The Tangled Web of Presidential Politics, AI, Transhumanism and Eugenics
Dean Phillips campaign event, 1/17/24; image by
Artaxerxes, CC BY-SA 4.0, via Wikimedia Commons
Political rookies are rarely elected President. The big exception was the one-termer who is currently trying again, and even he ran an essentially conventional campaign. But the modern masters of technology pride themselves on disrupting hide-bound, old-fashioned industries. And what is presidential politics if not an old-fashioned industry?
We are shocked, shocked to report that AI and its makers are sidling into the race for U.S. President. Aspiring billionaire Sam Altman (he’s at least halfway there), the self-appointed industry poster boy and spokesperson, is of course involved. Puck revealed in November that Congress member Dean Phillips, who is running against President Biden for the Democratic nomination, had visited Altman, who was “considering playing a major role in supporting Phillips’s presidential run.” According to the Puck story and later coverage, Altman has been encouraged to generously fund Phillips’s campaign by Scott Krisiloff and his brother, Matt.

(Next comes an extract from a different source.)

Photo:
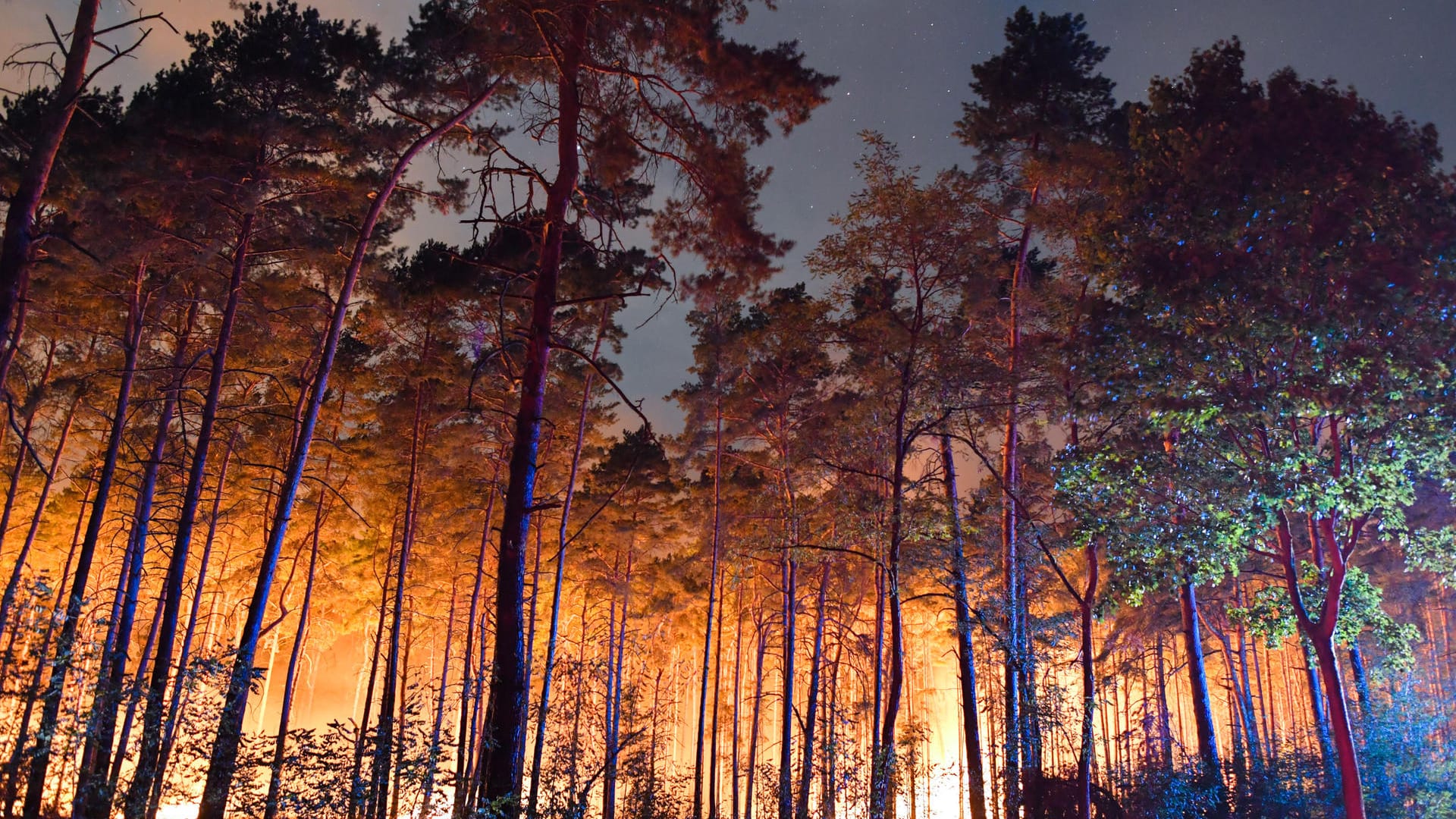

That name rings a bell. Matt Krisiloff is the well-connected founder and chief executive officer of Conception Biosciences, a biotech start-up trying to make human eggs outside ovaries, in a process called in vitro gametogenesis or IVG. Krisiloff, who once worked at OpenAI and reportedly dated Altman, stresses that artificial gametes could theoretically allow same-sex couples to have biological children without anyone else’s genes. Those following developments in reproductive genetics also know that combining artificial gametes and genome editing (if it could be made to work reliably) with commercialization could provide a plausible route to creating people who are supposedly biologically superior to others – transhumanist eugenics.
Back to the U.S. presidential campaign. Rolling Stone (January 18) had a good overview of the tangled connections among Silicon Valley elites, their money and ideologies, and U.S. politics, headlined:
Did These ‘Tech Bros’ Break the Law Backing Biden’s Rival?
Allies of Sam Altman were deeply involved with Biden challenger Dean Phillips’ campaign before launching a super PAC to support him, documents show
The super PAC, We Deserve Better, got a million bucks from Bill Ackman, the financial powerhouse behind the campaign to fire Harvard president Claudine Gay; the Phillips campaign promptly deleted “Diversity, Equity, and Inclusion” from their website. The PAC hired another AI startup, Delphi, to build a customized ChatGPT-powered AI chatbot (Dean.Bot, aka Dean. Bot), which would let voters chat with a version of the candidate (they called it a clone, which is a considerable stretch). But the Washington Post (January 22) reported:
OpenAI suspends bot developer for presidential hopeful Dean Phillips
It’s the ChatGPT maker’s first known action against the use of its technology in a political campaign
Despite this setback, even after Dean Phillips was soundly beaten by write-in votes for President Biden in the New Hampshire primary, he vowed to “keep this baby going.” A national political campaign is apparently being run as if it were a speculative – and very risky – new high-tech investment. That seems sub-optimal.
Except, perhaps, to eugenic transhumanists.